'Who Am I?' sees the usual Chan kicks and punches
By Stevie Emilia
JAKARTA (JP): Tired of watching Western action actors kicking bad guys on the big screen? Then give Jackie Chan's action-comedy Who Am I? a try.
In true Hollywood style, the movie begins with a raid by a group of super commandos recruited by the CIA on a secret high- tech weapons research laboratory deep in the African jungle.
But the team's victory takes a twist when the commandos' leader betrays and kills all of them but one, Jackie Chan.
Rescued by tribespeople who take him to their settlement in the desert, Chan, who is suffering from amnesia, is called Who Am I by the tribe, after the first question he asks when waking up.
In search of his true identity, Chan finds his way out of the desert and later becomes a hero after saving an injured driver, who was in a cross-country race in the desert.
But his notoriety brings him bad luck. With his picture all over the local papers in Sun City, it is not difficult for the bad guys to track him down and attempt to finish him off once and for all.
There is not much to say about the storyline. It has a theme common to other Western action movies.
Not much can be said, either, about Chan's English, even though this is not his first movie in English instead of Cantonese.
But judging by how many were among the theater audience, the 42-year-old Chan, whose Chinese screen name is Sing Lung, it was obvious that he has a real following here.
The movie's attraction is certainly not the beautiful women: Michelle Ferr'e as Christine, a CIA agent, or Yamamoto Mirai as Yuki, a sister of the injured driver.
The attraction still lies with Chan's famous stunts.
Even though a smile never leaves his face, at his age some might question his ability to keep on performing such dangerous stunts. But more also want to see even more of them.
In Who Am I?, Chan proves that he still can live up to his fans' expectations.
Falling from an airborne helicopter without a parachute, right into the waiting jungle below and then crashing into the branches of a tree before reaching the ground head-first is only one of the stunts he performed in Who Am I?
The audience also held their breath as Chan climbed down a skyscraper and in through a window without any tools.
Apart from bruises, Chan fortunately did not suffer any serious injuries while filming Who Am I?, which was partially shot in Pahang forest, Malaysia; Sun City, South Africa; and then Rotterdam, the Netherlands under the direction of director Benny Chan.
Having made over 40 films in 22 years of his career on the big screen, dangerous stunts are not new to Jackie Chan.

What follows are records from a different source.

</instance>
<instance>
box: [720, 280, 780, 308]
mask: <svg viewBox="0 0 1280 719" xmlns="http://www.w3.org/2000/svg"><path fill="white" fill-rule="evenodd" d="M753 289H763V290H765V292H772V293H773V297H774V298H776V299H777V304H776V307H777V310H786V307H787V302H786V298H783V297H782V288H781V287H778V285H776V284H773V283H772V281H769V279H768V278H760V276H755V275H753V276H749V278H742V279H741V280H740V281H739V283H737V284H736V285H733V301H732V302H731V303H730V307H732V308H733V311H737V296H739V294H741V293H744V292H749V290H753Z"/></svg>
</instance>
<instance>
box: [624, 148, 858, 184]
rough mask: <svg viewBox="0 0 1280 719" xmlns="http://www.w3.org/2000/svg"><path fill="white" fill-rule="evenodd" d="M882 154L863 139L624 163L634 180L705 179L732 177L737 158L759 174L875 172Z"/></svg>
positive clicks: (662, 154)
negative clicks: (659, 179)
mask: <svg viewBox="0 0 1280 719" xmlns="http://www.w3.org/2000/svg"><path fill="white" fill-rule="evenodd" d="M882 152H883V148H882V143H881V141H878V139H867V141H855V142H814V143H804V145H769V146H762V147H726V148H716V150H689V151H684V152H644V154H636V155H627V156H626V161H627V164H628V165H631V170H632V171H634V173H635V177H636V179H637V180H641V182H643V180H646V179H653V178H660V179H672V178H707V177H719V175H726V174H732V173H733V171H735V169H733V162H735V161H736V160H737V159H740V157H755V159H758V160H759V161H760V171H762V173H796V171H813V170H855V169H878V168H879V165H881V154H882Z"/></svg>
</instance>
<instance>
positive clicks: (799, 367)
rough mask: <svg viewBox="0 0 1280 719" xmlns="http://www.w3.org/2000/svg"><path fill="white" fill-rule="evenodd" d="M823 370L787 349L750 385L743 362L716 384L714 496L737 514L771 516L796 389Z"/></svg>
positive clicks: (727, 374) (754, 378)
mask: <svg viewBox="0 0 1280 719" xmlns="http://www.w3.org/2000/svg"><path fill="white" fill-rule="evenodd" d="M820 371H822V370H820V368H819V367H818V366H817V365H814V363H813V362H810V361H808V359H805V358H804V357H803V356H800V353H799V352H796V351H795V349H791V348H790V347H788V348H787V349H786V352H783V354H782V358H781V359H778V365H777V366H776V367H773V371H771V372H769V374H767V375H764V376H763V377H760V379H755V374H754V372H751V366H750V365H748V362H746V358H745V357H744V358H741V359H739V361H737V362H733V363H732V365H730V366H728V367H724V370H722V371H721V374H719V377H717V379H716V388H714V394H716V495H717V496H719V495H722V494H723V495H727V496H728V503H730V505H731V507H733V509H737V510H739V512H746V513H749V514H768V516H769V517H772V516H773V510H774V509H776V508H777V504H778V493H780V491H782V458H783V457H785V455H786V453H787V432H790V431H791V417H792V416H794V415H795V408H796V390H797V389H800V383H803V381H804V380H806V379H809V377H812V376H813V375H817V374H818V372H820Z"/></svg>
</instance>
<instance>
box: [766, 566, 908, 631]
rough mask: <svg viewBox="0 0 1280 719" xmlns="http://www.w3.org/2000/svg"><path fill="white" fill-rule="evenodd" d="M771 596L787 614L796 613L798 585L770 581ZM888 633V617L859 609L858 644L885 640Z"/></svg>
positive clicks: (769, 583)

In Police Story II, he jumped off a balcony onto a truck going one way and onto a double-decker bus going the other way and then through a window into the second floor of the bad guys' headquarters.
In his biggest hit, Drunken Master, Chan scooted across real hot coals, ate red-hot chili peppers and swallowed industrial- strength alcohol.
It's still fresh in people's minds how Chan, dazed and bloody, was carried out a stretcher after he missed a tree branch and hit a rock in Armour of God.
And when he broke an ankle while jumping onto a moving Hovercraft in Rumble in the Bronx.
The outtakes of blown stunts, both with comical and tragic results, are the most awaited scenes and most viewers say glued to their seats after the closing credits.
Chan is not the first Asian icon, but is one of many lured to Hollywood.
Not so long ago, Chow Yun Fat played an assassin in Replacement Killer, and Michelle Yeoh played in James Bond's Tomorrow Never Dies.
With this action-movie so typical of Chan, he appears trapped in the old stereotype of Asian actors: the kung-fu stars, gangsters or emperors.
But with his earnings of US$3 million to $4 million a picture and a share of the profits, perhaps it is not so easy for Chan to leave the big screen and stop playing the nice guy who can beat all the bad guys with no weapons but his hands and feet, and with not much blood being spilled.
For some, Chan's movies may be slapstick, but, along with his typical stunts, the movie is quite watchable because it is simple and fluid.
And right after one walks out of the theater, it is Chan's stunts that are remembered most, rather than the story.